Outro exemplo é sobre Bill Gates, fundador da Microsoft e oitava pessoa mais rica do planeta. Ele já investiu mais de US$ 1 bilhão na sua própria empresa de energia nuclear, chamada TerraPower. Do site oficial deles: “Os inovadores da TerraPower criam tecnologias para fornecer energia segura, acessível e abundante, livre de carbono. Eles desenvolvem maneiras de utilizar calor e eletricidade para impulsionar o crescimento econômico, ao mesmo tempo em que descarbonizam a indústria. Além disso, criam processos para extrair radioisótopos para uso médico em tratamentos de câncer que salvam vidas.”.
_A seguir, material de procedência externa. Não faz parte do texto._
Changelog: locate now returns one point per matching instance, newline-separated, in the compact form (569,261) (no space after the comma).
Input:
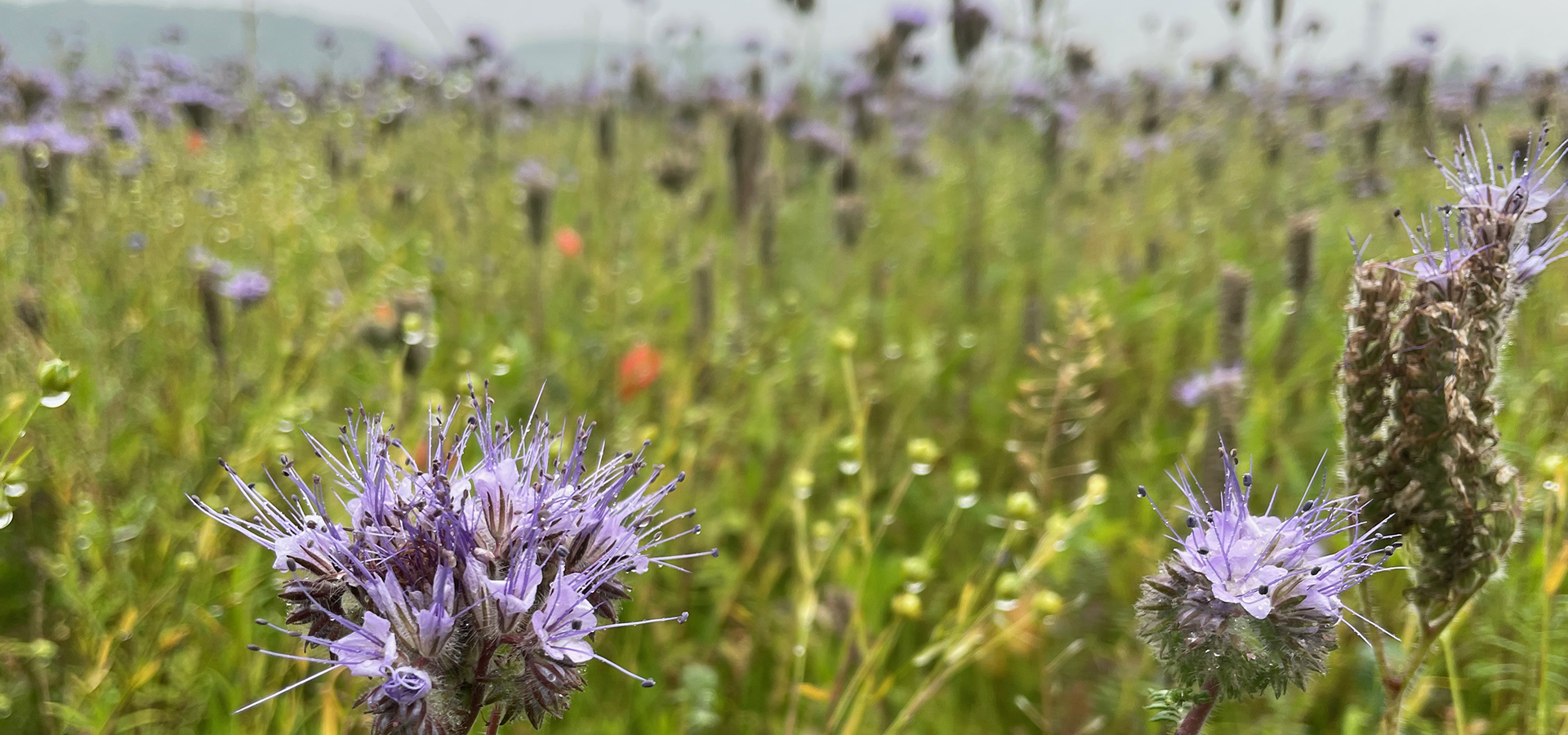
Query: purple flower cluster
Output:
(247,287)
(1493,212)
(1250,600)
(461,583)
(1200,386)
Além disso tudo, também existe uma pressão por parte das empresas por conta da sustentabilidade. Elas entendem que estamos vivendo uma crise climática e que precisamos mover esforços para combatê-la. O papel destas empresas não pode ser subestimado, já que como vimos, tem uma participação ativa na demanda energética do planeta. Esse movimento pela energia nuclear acaba sendo um passo importante também no compromisso de zerar a emissão líquida de carbono até 2040, por exemplo. Esse é o compromisso do “The Climate Pledge”, co-criado pela Amazon em 2019. No caso da gigante das entregas, existem mais metas ousadas, como fazer sua operação ser completamente livre de carbono e também trocar toda a eletricidade consumida para origens em fontes 100% renováveis de energia - objetivo já atingido, bem antes do prazo proposto.
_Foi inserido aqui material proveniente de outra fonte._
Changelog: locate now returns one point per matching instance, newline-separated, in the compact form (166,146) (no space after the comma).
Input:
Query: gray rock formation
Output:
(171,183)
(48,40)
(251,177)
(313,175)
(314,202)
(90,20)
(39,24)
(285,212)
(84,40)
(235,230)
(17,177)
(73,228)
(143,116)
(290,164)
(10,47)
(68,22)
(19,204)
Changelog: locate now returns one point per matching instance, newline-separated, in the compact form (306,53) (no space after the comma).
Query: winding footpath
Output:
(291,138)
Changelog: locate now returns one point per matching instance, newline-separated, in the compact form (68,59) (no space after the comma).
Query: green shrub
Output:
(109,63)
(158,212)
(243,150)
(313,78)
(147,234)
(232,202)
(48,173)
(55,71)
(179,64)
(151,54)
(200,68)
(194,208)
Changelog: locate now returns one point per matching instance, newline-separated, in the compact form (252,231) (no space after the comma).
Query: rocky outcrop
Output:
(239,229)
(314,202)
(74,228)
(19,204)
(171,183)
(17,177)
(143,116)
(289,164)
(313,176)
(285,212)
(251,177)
A corrida das big techs pela energia nuclear revela um movimento estratégico que vai além da simples busca por eletricidade: é uma tentativa de alinhar inovação tecnológica, sustentabilidade e segurança energética em um cenário de crescente demanda. Com data centers cada vez mais famintos por energia, especialmente devido ao avanço da inteligência artificial, as soluções tradicionais não são suficientes. A adoção de reatores nucleares, especialmente os pequenos modulares, oferece a promessa de energia limpa, confiável e previsível. A mensagem é clara: o futuro da tecnologia depende de energia sustentável em larga escala. E, à medida que Amazon, Microsoft, Google e Oracle lideram essa transição, fica evidente que estamos assistindo ao surgimento de uma nova era, onde tecnologia e energia nuclear caminham juntas para impulsionar o progresso econômico sem comprometer o planeta.